Pensa was born in Milan to Michele and Giuseppina Calzini, attended the Longone boarding school and the Parini high school in Milan in 1892 before going to study medicine at the University of Pavia. He received a doctorate in 1898, becoming a student of Golgi. He then lectured in anatomy from 1900 and became a professor in 1915 at Sassari, moving to Parma in 1921 before moving to Pavia in 1930. In 1918, during the outbreak of the Spanish flu, he was involved in setting up an isolation unit in Pavia. In 1950 he was director of the centre for neuroanatomy. An expert on histological techniques, he trained a generation of scientists including the neurophysiologist Giuseppe Moruzzi. Pensa demonstrated in 1899 the presence of the Golgi apparatus and endoplasmic reticulum in cells of the adrenal medulla as it had not been seen other than in nerve cells, where Golgi had first observed them. In 1910, he described the Golgi apparatus in plant cells.

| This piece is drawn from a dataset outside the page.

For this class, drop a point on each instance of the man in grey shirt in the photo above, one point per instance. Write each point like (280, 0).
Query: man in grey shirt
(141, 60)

He described the myoid elements of the thymus in birds, amphibians and reptiles. He produced a treatise on histology in 1926 where he expanded on the findings of Golgi and Ramón y Cajal. Pensa also established the museum at the University of Pavia which he directed from 1938 until his death. A marble bust of Pensa now stands at the Anatomical Theatre at the University of Pavia.